Saturday, March 14, 2009

Cannonball Read #23: The Stranger, by Albert Camus & The Death of Ivan Ilych, by Leo Tolstoy

I combined these two books to sneak over the 200 page requirement because I think together they present a stunning consideration of how one should live. I'm going to monitor my guilt levels to decide whether to read an additional book to assuage my guilt at this jury rigging of page quotas. To be fair, both books are certified Notable Literary Achievements and together gave me several days of productive deep thinking, so my guilt levels are not too high if I'm honest with myself.

The Stranger is a sad, odd little story about a man - whose surname alone is mentioned, Meursault - so ambivalent about life that he more or less commits a murder by accident. All of his relationships are superficial, and his life just happens to him. The story opens with the death of his mother and he can't even really relate to that tragic event, describing it in a very clinical, detached manner while even her short-term friends from her retirement home are devastated by her death. The book follows a short period of his everyday life, just long enough to show us how disconnected from his life he is; he can identify intense human feeling in others that he observes, but it remains elusive for him personally. The story would be sad enough if left here, but once he makes a "friend" in his apartment building, the man winds up shooting a man on the beach and being arrested for the crime. Even throughout the trial and his eventual imprisonment, his understanding of real life remains distant though he does begin to view it somewhat differently than when he was a free man.

In The Death of Ivan Ilych, we are presented with another empty life. Ivan Ilych has spent his life creating the illusion of the "perfect life," constructing a perfect family and coworkers and home without ever feeling anything about them. The lack of emotional connection is shared between Ivan and his friends and family; when Ivan is about to die and later at his funeral, all his wife and coworkers can talk about is money and Ivan in the abstract. The McMansions up on Winter Hill always strike me as a horrid echo of Ivan's perfect construct; they may by definition look like the stately homes that inspired the modern American Dream, but when plunked down amidst dozens of tiny plots squished together, each sporting its own carbon copy, what was so appealing about the type of home these mansions were inspired by completely disappears. The same is true for Ilych's life. It looks good, and he appears to be living the good life, but the moment the illusion is tested, it breaks down irreparably. It is not until just before his death that he understands what is truly important in life, through the lens of his young son.
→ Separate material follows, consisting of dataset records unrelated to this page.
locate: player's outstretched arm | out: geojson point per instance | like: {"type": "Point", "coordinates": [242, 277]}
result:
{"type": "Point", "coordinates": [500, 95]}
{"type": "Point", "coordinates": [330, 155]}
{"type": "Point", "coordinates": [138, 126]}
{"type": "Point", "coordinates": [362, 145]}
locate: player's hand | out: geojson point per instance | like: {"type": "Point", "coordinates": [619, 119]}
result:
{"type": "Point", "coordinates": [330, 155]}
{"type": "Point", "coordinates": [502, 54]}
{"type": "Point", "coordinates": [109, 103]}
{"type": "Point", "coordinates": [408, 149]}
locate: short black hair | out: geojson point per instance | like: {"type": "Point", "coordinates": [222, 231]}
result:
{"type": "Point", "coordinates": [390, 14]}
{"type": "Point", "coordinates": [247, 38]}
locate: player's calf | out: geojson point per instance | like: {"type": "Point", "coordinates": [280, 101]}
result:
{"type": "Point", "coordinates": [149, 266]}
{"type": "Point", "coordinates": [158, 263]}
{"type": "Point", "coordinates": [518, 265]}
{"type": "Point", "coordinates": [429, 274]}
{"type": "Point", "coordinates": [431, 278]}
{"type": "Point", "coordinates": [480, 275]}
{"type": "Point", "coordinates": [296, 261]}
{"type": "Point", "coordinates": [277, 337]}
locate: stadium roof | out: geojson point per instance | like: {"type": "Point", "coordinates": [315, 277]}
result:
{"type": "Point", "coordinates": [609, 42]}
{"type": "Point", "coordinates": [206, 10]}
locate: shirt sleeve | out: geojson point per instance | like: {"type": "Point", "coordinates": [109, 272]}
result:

In Ivan Ilych, Ivan believes for most of his life that simply going through the motions is enough...in The Stranger, Meursault doesn't even try to accomplish that much - he just floats along on the surface of his own life, unaffected even by such Big Life Moments like getting engaged or burying his mother. Both books show us ways not to live our lives, though it is only in Ivan Ilych that we see true reconciliation develop.

There's a lot of bad stuff in the world, and while I think Ivan and Meursault may have chosen their tactics of avoidance subconciously, a lot of people do so today because they are afraid that the bad stuff is going to hurt them. A million quotes are out there in the ether about nothing being really good or joyous without something sad or traumatic to compare them with, so I won't try to include them all, but the fact of the matter is...yeah, there's bad stuff out there and sometimes it's going to feel incredibly, horribly crappy. A friend of mine once just absolutely adored this one woman and was rebuffed by her a couple times. Needless to say, I wanted to get out my stabbin' knife, but what really killed me was that my friend felt that he needed anxiety medication to cope with the severely hurty situation that is unrequited love. Maybe he did - I'm not a psychiatrist - but I couldn't help but feel that what he actually needed was ice cream and a couple really good, ugly crying jags followed by a long run and some time out with friends. Not being loved back is horrible. It's painful and horrendous and makes you want to just lay in bed and die. But that's what it is; it's supposed to hurt. Here's the thing...my friend eventually got together with this woman and now they're totally euphorically happy. Would they be so happy if not for the pain of that rocky start? Maybe, maybe not. But it would be tough to even consider the acme of that happiness if there wasn't a bottom of sadness to compare it to.

There are a lot of people who I think shut out a lot of "real life" simply because they feel like if they care about one thing, they have to care about everything. I used to encourage people to just pick one thing and if more followed, to deal with it when it came about. I've since changed my tune. You do need to try and expand your worldview and to see what's out there. You won't like everything - I, for example, hate the Atlanta airport - but if you poke around and see what's out there, you might miss the great loves of your life. You should try and care about what's around you. It might hurt, it might feel bad, it might just be "eh," but it could also be something you can't live without, something you were missing all along to this point without even knowing it. You have to actively engage with your life and its environment. Meursault and Ilych both avoided reality in different ways - Meursault by simply laying back and allowing life to carry him along, and Ilych by constructing a great trompe l'oeil painting of a life - but in the end the message is the same...faking it, or ignoring it, will forever keep you from the greatest heights of the human experience. And what is a life without moments of true joy, no matter how small and inconsequential?